Chinese mestizos, from Jose Rizal to Emilio
Aguinaldo, dot the course of Philippine history. Surprisingly I just
have discovered a few famous Filipinos in our history whose Chinese
ancestry is less known. I found the exciting information in an
article by the late historian Austin Craig, published in a special
edition of The Fookien Times commemorating its third anniversary on
January 1, 1929.
According to Craig’s “Six foremost Filipinos
have Fookien ancestry,” the top three who have Chinese ancestry
were Rajah Matanda, conqueror of Sulu and Manila; Miguel Lirio de
Espeleta, who was a governor-general of Spain; and Ventura de los
Reyes, the first Filipino deputy to the Spanish Cortes.
On Rajah Matanda’s Chinese ancestry, Craig
wrote, “And there was a prosperous Chinese colony there [Borneo]
and [in] about 1400, their leader had a beautiful daughter married
to Prince Ahmed and [she] became the mother of the successor to
Brunei’s first Mohammedan sultan. Her Chinese relatives built the
splendid capital which so impressed the survivors of Magellan’s
fleet who found refuge there after their disasters in Mactan and
Cebu.
“By this Chinese wife, Sultan Ahmed had a
daughter who married an Arab adventurer, Shariff Ali, who became his
successor as Sultan Berkal. Their grandson conquered Sulu and on his
second attempt, conquered Manila.
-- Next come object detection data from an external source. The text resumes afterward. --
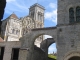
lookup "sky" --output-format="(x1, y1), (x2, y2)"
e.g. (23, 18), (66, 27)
(3, 0), (57, 53)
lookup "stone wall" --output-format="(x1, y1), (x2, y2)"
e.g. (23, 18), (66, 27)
(32, 46), (46, 60)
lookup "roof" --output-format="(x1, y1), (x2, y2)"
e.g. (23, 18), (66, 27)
(9, 13), (18, 19)
(0, 37), (4, 42)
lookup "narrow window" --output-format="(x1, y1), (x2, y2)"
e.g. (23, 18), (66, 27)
(12, 29), (15, 34)
(69, 8), (75, 23)
(11, 48), (19, 60)
(76, 7), (80, 22)
(0, 47), (4, 60)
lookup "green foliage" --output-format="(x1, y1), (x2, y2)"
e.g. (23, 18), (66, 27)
(48, 54), (57, 60)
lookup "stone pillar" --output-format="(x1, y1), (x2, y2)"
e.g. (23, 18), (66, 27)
(18, 49), (28, 60)
(3, 46), (12, 60)
(18, 34), (33, 60)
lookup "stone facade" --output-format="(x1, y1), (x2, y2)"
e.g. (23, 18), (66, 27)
(0, 0), (80, 60)
(1, 3), (45, 47)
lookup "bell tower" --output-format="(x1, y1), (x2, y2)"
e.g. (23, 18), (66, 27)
(57, 0), (80, 25)
(29, 3), (45, 28)
(29, 3), (45, 47)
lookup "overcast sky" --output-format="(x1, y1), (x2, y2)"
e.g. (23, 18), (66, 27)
(4, 0), (57, 53)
This conqueror’s grandson, the
very great grandson of the Chinese lady of Kina Batangan [a Bornean]
was the old rajah, Rajah Matanda.”
Another illustrious mestizo in history is the
37th governor-general of the Philippines, Right Rev. Doctor Miguel
Lirio de Espeleta.
According to Craig, Espeleta, “[is] the only
Filipino ever to have held that exalted office, was also of Binondo
and a Chinese mestizo. He was Bishop of Cebu, acted as
governor-general from 1759 to 1761. Then because of his good record
during the British occupation in Manila [1762 to 1764], he was made
vice governor, under Anda, for the southern islands.”
Lastly, the first Filipino deputy to the Spanish
Cortes was yet another mestizo. Craig said: “The aged Binondo
merchant who was the first Filipino deputy in the Spanish Cortes and
one of the 18 signers of the Spanish constitution of Cadiz, Ventura
de los Reyes was also a Chinese mestizo. He had been an officer in
the Chinese mestizo’s regiment, whose head during the latter part
of the 18th century was Lt. Col. Antonio Tuason.” Craig wrote that
the surname Tuason was said to have been derived “originally from
the Chinese ‘Son-tua,’ in revised order.”
This newly uncovered, fascinating information is
yet another reminder that the Chinese heritage is deeply woven into
the fabric of Philippine life and history.